Kai-Uwe Brandt wuchs an der Ostsee auf, studierte an der Ingenieurschule Zierow bei Wismar Pflanzenproduktion und lernte dort seine Frau kennen. Sie kam aus Leuna und wusste schon in der zweiten Klasse, dass sie später Bäuerin mit Tieren an der Ostsee sein will. Es kam etwas anders.
Später wäre sie gern in Hamburg geblieben, aber sie sträubte sich auch nicht lange, als ihr Schwiegervater und ihr Mann nach Ostrau wollten. 1994 ging es zurück in die alte Heimat der Brandts. Da wohnten Elvira und Hilmar Brandt vorerst im ehemaligen Gesindehaus des alten Familiengutes und die junge Familie zog in eine Mietwohnung nach Theißen. Luise war vier, als diese Übergangssituation endete, ging dann in den Reudener Kindergarten und hat heute Freundinnen in Etzoldshain, Rehmsdorf und Profen. Sie ist in der Jugendfeuerwehr Minkwitz aktiv und reitet mit ihrer Mutter in Pegau. Die Älteste der jüngsten Generation der Brandts ist angekommen im Dorf der Vorfahren.
Dabei hatte Kai-Uwe Brandt durchaus Bedenken. Schließlich war die Großmutter im Bösen von Ostrau weggegangen. "Ich habe befürchtet, dass das nicht so angenehm werden würde, wenn wir wieder da sind. Aber es war ganz anders", sagt er. Er habe nie das Gefühl gehabt, ausgegrenzt zu werden. Man habe im Gegenteil Hilfsangebote bekommen.

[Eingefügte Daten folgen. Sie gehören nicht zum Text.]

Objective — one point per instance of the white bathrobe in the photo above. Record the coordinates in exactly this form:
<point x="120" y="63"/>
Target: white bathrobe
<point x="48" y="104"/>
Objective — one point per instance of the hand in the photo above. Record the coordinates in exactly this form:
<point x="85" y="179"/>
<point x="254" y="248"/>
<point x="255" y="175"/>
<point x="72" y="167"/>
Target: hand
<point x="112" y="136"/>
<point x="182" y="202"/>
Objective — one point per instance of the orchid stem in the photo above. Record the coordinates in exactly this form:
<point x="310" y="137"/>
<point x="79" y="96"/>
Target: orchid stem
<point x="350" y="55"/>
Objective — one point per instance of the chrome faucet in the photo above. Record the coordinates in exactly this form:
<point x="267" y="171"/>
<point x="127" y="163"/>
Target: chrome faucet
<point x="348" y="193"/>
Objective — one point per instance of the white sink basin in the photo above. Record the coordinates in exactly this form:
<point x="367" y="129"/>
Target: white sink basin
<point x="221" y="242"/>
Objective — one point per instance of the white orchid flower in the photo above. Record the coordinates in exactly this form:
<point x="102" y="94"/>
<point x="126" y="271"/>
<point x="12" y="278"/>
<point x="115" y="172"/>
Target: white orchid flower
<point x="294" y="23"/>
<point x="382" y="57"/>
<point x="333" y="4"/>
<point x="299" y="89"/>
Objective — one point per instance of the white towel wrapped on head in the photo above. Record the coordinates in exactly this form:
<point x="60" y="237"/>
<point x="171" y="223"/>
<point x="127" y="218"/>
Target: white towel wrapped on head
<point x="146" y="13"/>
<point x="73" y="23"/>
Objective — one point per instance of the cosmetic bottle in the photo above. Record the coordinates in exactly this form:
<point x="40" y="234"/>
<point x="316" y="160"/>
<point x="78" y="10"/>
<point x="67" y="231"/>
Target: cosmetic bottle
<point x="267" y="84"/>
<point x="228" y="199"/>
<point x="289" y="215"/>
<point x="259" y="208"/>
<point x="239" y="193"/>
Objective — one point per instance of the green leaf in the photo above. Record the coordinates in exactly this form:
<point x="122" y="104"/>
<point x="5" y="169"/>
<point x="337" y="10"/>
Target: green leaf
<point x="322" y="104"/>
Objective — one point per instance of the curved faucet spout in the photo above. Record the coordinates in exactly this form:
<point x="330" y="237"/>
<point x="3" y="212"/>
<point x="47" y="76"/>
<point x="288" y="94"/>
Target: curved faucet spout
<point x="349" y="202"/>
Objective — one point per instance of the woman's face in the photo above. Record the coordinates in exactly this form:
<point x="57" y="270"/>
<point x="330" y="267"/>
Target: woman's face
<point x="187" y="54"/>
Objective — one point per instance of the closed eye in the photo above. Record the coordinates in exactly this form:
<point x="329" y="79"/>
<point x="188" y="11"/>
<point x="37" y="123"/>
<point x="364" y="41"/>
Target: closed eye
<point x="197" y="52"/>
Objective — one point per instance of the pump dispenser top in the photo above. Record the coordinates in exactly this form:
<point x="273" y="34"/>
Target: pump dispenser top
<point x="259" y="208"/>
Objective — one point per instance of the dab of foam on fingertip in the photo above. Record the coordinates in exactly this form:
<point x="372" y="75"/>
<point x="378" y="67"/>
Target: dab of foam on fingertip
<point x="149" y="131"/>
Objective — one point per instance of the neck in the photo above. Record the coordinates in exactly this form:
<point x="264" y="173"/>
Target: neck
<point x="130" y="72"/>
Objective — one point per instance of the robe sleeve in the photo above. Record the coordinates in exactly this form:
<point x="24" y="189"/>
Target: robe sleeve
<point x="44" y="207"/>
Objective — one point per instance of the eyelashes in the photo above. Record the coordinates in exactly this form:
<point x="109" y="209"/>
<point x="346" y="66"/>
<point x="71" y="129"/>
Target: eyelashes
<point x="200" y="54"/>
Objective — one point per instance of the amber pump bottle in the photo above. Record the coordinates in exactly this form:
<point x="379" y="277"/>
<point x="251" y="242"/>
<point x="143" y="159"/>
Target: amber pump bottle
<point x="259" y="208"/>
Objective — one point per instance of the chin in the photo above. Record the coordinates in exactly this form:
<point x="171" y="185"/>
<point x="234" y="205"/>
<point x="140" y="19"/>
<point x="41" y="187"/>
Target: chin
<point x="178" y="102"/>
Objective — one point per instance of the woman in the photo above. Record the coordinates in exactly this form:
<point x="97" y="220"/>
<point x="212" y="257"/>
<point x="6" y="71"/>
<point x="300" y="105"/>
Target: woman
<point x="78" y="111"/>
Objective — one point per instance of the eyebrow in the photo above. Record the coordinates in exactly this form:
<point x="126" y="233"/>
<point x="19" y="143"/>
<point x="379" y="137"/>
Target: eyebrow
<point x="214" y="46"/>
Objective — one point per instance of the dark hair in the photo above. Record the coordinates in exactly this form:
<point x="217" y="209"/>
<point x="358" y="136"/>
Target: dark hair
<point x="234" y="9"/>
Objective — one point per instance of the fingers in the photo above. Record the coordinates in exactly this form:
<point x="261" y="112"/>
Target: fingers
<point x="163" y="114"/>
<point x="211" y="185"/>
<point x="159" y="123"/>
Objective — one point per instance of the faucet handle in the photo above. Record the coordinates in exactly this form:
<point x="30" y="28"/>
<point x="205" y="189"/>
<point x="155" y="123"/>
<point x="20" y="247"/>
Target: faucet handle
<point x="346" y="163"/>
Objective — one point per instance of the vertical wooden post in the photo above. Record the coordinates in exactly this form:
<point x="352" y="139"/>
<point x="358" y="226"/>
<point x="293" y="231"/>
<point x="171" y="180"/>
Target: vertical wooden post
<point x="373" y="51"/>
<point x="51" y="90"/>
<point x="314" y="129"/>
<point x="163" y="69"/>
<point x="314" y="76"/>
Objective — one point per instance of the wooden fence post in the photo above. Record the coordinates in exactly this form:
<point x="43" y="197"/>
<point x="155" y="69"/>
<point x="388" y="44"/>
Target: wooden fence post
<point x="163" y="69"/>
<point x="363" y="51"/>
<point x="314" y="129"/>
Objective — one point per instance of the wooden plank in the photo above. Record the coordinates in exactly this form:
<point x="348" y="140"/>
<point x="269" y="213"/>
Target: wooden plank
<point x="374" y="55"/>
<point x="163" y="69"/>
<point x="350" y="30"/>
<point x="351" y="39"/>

Sein eigener Einstieg ins hiesige gesellschaftliche Leben kam mit dem Eintritt in die Freiwillige Feuerwehr Reuden. "Dadurch habe ich viele Leute kennengelernt. Das rechte Interesse dafür hat sich dann so ergeben", erzählt er. Qualifiziert hat er sich und im November 2008 war er auf einmal der Reudener Ortswehrleiter. Da muss er rechnen, was seine Zeit betrifft, zumal im Herbst des selben Jahres sein Vater ins Altenteil ging und er seitdem allein die Verantwortung für die Champignonzucht trägt. Man sehe sich ja leider nur selten im Dorf. "Aber die 888-Jahr-Feier voriges Jahr habe ich sehr genossen", sagt er.
In vielem hält ihm seine Frau den Rücken frei. Sie hilft im Familienunternehmen und besetzt auch den Marktwagen. Ansonsten ist sie Hausfrau, sieht zu, dass ihre drei Kinder ihren Freizeitbeschäftigungen nachgehen können, kümmert sich um Haus, Hof und Garten. Tiere wünsche sie sich manchmal, sagt sie und lächelt still, aber sie sei auch ohne diese voll ausgelastet. Und auch sie fand eine Freundin in Reuden, mit der sie gelegentlich etwas unternimmt. "Meine Familie ist schon okay", meint der neunjährige Johann großzügig. Es sei nur doof, dass es in Ostrau so wenige Kinder gibt. "Aber ich treffe mich ja in der Schule in Tröglitz mit meinen Freunden Tom, Neo und Leon."